WHGH
- Thomasville, Georgia; United States;
- Broadcast area: Tallahassee, Florida
- Frequency: 840 kHz
- Branding: Hot 840 Jams

Programming
- Format: Urban Contemporary

Ownership
- Owner: Moses L. Gross; (HGH Investments Corp.);

History
- First air date: 1980
- Former call signs: DWHGH (2012–2013)
- Call sign meaning: HGH Investments Corp.

Technical information
- Licensing authority: FCC
- Facility ID: 25773
- Class: D
- Power: 10,000 watts day
- Transmitter coordinates: 30°47′54.7″N 83°56′21.6″W﻿ / ﻿30.798528°N 83.939333°W

Links
- Public license information: Public file; LMS;

= WHGH =

WHGH (AM 840) is a radio station broadcasting an Urban Contemporary format., and licensed for Thomasville, Georgia, United States, in the Tallahassee, Florida area.
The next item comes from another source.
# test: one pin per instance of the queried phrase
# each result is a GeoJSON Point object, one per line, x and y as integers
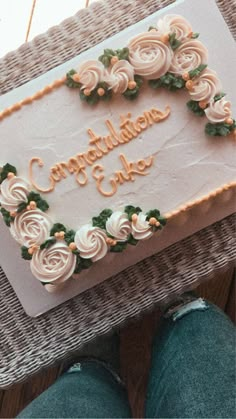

The station is owned by Moses L. Gross, a black Thomas County Commissioner, through his HGH Investments Corporation.

The station's license was cancelled and its callsign deleted from the Federal Communications Commission's database on April 6, 2012, for failure to renew. The licensee submitted a petition for waiver and reinstatement, claiming that "the loss of WHGH was represents a severe blow to the people it serves" and "The Commission should not let a rigid adherence to its rules result in the loss of yet another minority-owned voice in our Nation's media landscape." The FCC granted a waiver in June 2013, restoring the callsign and accepting a late renewal application, and granting special temporary authority to resume operations pending renewal.